Composition de Daniel M Karlsson pour le Edition festival for Other Music vii, centré sur le GRM. L’acousmatique et le codage à son meilleur : une pure coulée dans un temps musical miroitant et toujours changeant.
Daniel M Karlsson est le secret le mieux gardé de la scène musicale expérimentale de Stockholm. Sans doute trop secret ou plutôt trop confidentiel. Et c’est un véritable paradoxe parce que l’homme est charmant et ses créations (visuelles et musicales) surprennent toujours par leur beauté, leur rigueur et leur qualité. Leurs surprises aussi car Daniel M Karlsson est un passionné de codage et donne à ses créations une vie propre. Un démiurge sympa en sorte. Et même dans un exercice aussi codé que le mémoire de thèse, il réussit à tordre les attendus et à donner un texte très personnel, se baladant entre les clous (“Mapping the Valley to the Uncanny” sur XKatedral).
Du code donc et des échantillons de sons prélevés sur un instrumentarium très large lorsque Daniel M Karlsson travaillait pour une maison symphonique locale.
Évidemment, on est dans de la musique acousmatique et donc dans un au-delà de la précision de la source (et des espaces dans lesquels le son est projeté).

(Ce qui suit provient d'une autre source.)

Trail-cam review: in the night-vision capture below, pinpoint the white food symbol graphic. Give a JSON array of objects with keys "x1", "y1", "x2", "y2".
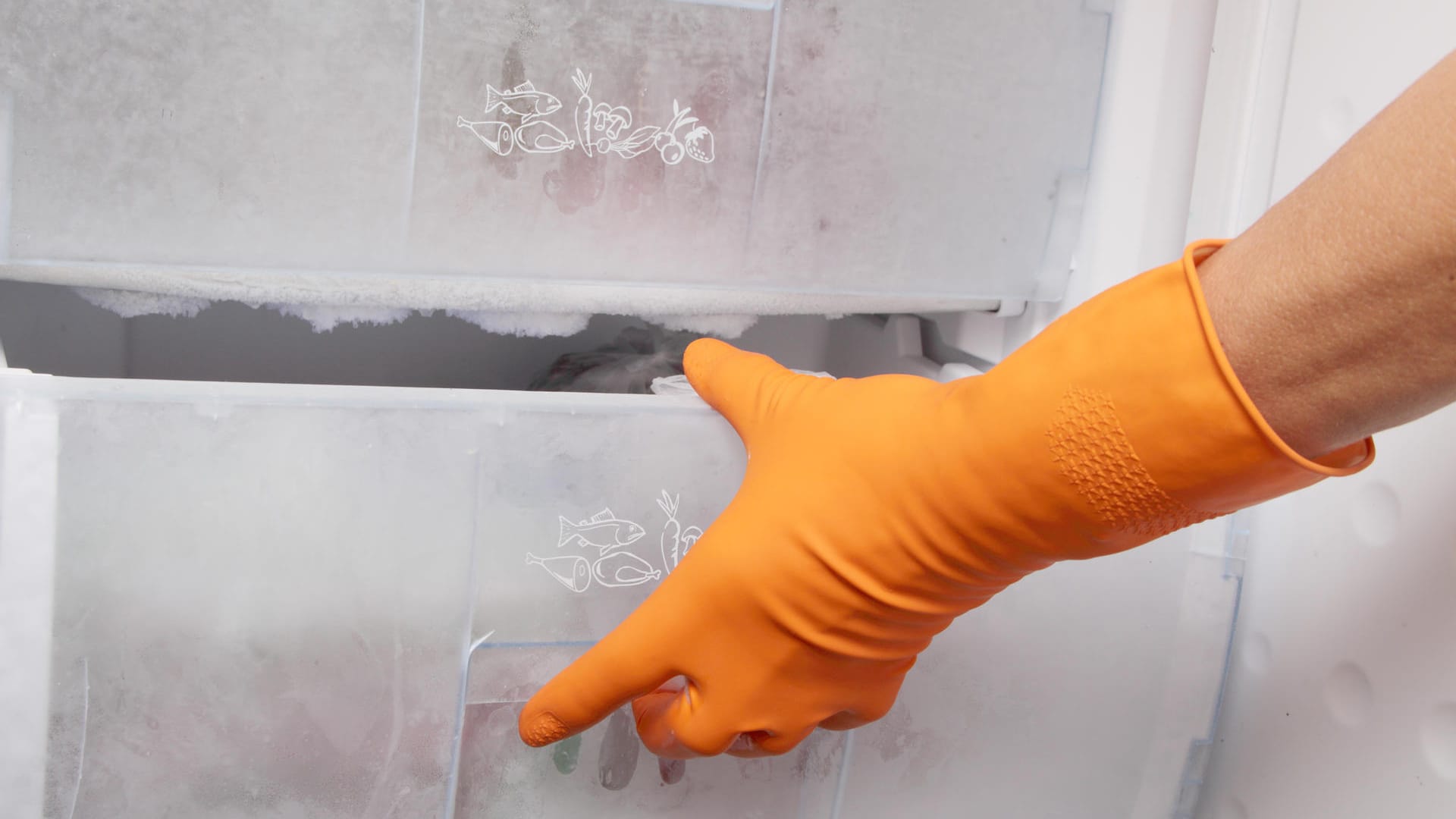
[
  {"x1": 556, "y1": 507, "x2": 646, "y2": 554},
  {"x1": 657, "y1": 490, "x2": 703, "y2": 571},
  {"x1": 592, "y1": 552, "x2": 663, "y2": 587},
  {"x1": 456, "y1": 82, "x2": 576, "y2": 156},
  {"x1": 526, "y1": 554, "x2": 592, "y2": 595},
  {"x1": 456, "y1": 68, "x2": 715, "y2": 165},
  {"x1": 526, "y1": 490, "x2": 703, "y2": 595}
]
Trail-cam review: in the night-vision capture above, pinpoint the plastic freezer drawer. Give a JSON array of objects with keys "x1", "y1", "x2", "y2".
[
  {"x1": 0, "y1": 0, "x2": 1108, "y2": 313},
  {"x1": 0, "y1": 375, "x2": 1238, "y2": 817}
]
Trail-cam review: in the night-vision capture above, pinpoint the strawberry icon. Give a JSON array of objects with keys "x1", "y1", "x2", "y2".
[
  {"x1": 682, "y1": 125, "x2": 714, "y2": 163},
  {"x1": 652, "y1": 99, "x2": 714, "y2": 165}
]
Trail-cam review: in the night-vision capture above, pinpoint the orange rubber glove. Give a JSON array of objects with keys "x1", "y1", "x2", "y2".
[{"x1": 519, "y1": 243, "x2": 1374, "y2": 758}]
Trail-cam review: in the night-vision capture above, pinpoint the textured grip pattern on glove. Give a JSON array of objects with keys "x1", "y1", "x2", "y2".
[{"x1": 1046, "y1": 388, "x2": 1217, "y2": 539}]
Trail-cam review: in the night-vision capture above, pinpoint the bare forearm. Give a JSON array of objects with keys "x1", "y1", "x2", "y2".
[{"x1": 1200, "y1": 47, "x2": 1456, "y2": 457}]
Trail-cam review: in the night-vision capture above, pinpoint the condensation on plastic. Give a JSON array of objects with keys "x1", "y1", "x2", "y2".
[
  {"x1": 0, "y1": 376, "x2": 1236, "y2": 819},
  {"x1": 0, "y1": 0, "x2": 1108, "y2": 316}
]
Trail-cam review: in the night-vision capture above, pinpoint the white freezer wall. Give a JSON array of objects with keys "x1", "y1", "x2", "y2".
[{"x1": 1190, "y1": 0, "x2": 1456, "y2": 819}]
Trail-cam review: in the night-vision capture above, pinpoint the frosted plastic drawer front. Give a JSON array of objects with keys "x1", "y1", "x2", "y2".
[
  {"x1": 0, "y1": 375, "x2": 1238, "y2": 819},
  {"x1": 0, "y1": 0, "x2": 1108, "y2": 313}
]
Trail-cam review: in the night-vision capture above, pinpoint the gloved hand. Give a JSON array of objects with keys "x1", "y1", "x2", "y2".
[{"x1": 519, "y1": 243, "x2": 1373, "y2": 758}]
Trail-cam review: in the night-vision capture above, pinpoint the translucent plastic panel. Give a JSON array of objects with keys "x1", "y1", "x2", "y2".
[
  {"x1": 38, "y1": 386, "x2": 479, "y2": 817},
  {"x1": 0, "y1": 375, "x2": 1238, "y2": 819},
  {"x1": 0, "y1": 0, "x2": 1106, "y2": 313}
]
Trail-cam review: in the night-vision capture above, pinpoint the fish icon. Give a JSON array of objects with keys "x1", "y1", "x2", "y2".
[
  {"x1": 556, "y1": 507, "x2": 646, "y2": 554},
  {"x1": 485, "y1": 80, "x2": 560, "y2": 118},
  {"x1": 526, "y1": 554, "x2": 592, "y2": 595}
]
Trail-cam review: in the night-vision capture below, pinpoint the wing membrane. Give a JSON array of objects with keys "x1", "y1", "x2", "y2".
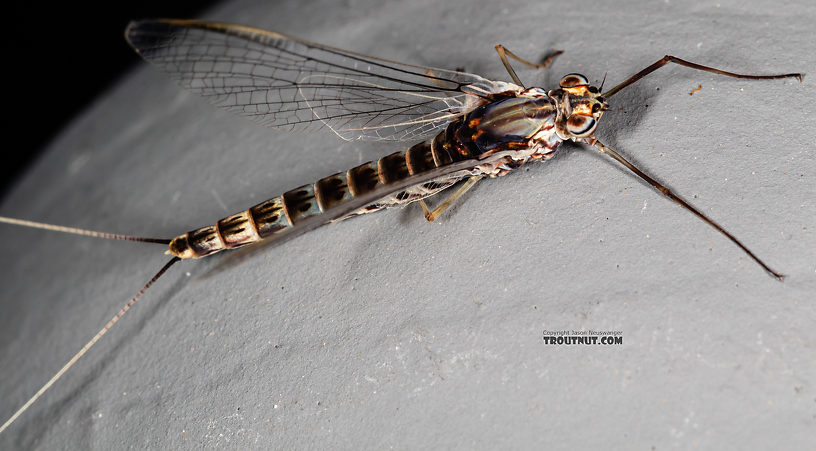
[{"x1": 126, "y1": 19, "x2": 513, "y2": 141}]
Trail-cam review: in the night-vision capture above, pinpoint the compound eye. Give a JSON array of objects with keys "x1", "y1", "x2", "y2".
[
  {"x1": 567, "y1": 114, "x2": 595, "y2": 138},
  {"x1": 560, "y1": 74, "x2": 589, "y2": 88}
]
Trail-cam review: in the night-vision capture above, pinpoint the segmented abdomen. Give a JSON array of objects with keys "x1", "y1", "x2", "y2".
[{"x1": 169, "y1": 131, "x2": 472, "y2": 258}]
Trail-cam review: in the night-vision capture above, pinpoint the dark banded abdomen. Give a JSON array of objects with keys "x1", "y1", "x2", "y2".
[{"x1": 169, "y1": 133, "x2": 472, "y2": 259}]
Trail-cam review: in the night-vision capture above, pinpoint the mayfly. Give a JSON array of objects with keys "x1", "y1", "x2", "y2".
[{"x1": 0, "y1": 19, "x2": 802, "y2": 432}]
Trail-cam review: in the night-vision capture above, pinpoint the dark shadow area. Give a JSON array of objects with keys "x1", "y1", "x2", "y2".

Un au-delà ici repoussé aussi dans la composition avec l’importance du codage. Reste donc la musique et l’expérience de la musique. Détachée de sa production, entendue pour ce qu’elle est, à l’instant. “Towards a Music for Large Ensemble” contient deux moments : l’un enregistré pour le Edition festival vii, centré sur le GRM, qui a déplacé pour l’occasion son acousmonium de Paris, et l’autre… dans un autre endroit (undisclosed location).
Est-ce la même composition ? Oui. Est-ce qu’on entend la même chose ? Non.
D’ailleurs, en achetant l’album on peut acquérir le code, lancer la composition soi-même et la faire tourner indéfiniment.
J’ai eu la chance d’entendre “Towards a Music for Large Ensemble” sur l’acousmonium, de me laisser bercer et berner par les différentes sources : leur emplacement de diffusion et leur « échantillonage »-retraitement. Je me souviens de Daniel M Karlsson concentré, levant le nez en l’air pour apprécier sa diffusion et la régler.
Comment en parler ? Il faut se laisser aller dans le continuum de sons, la pâte quelquefois quasi solide, impénétrable, d’autre fois émaillée de grésils, de scintillements (cordes ? percussions frottées ?). Un coulis marbré, qui se contorsionne, s’épand ou se contracte, en matités, en bruits blancs puis qui devient arc-en-ciel de couleurs. S’écaille d’une résonance (de gong ?), presque en surimpression, avant d’être parasité (embelli) par des souffles ou des éclats de métal cristallin. C’est tout une vie sonore qui se déploie et on est happé par le tout ; quelquefois au contraire, on est (r)éveillé par ce qui nous semble être un évènement : un coup sourd, une percée d’aigu ou un glissé d’archet sur des cordes. On est à la fois dans du concret (que l’on semble entendre clairement parfois) et du son pur, abstrait (entendre : détaché de sa source). Parfois il nous semble entendre le son traité comme des notes de piano, assourdies ou assombries-lissées mais c’est vraiment de l’ordre de l’imagination ou de la reconstruction. On cherche et on est surpris de chercher… encore.
Quoi qu’il en soit on est soufflé par la beauté des sons, l’architecture souple et plastique qui nous entraîne dans le continuum, cet hors temps qu’est la musique.
Daniel M Karlsson n’aime pas beaucoup les objets musicaux (« des tokens à collectionner », nous avait-il dit un jour) mais nous sommes, encore, dans un monde d’objets et ceux que Daniel propose sont beaux. Ils véhiculent de belles idées, de beaux codes (imprimés sur un t-shirt) et une musique qui en découle. Il serait dommage de s’en priver et on espère vivement que cette publication permettra à Daniel M Karlsson de tourner et de faire entendre sa musique à un public plus large. Elle continue de nous faire rêver depuis presque quinze ans. Longue vie à elle.
Avec l’aide de Johanna D, GRMisée depuis 20 ans.
“Towards a Music for Large Ensemble” est sorti le 20 septembre 2024 en CD LP et numérique sur le label fönstret.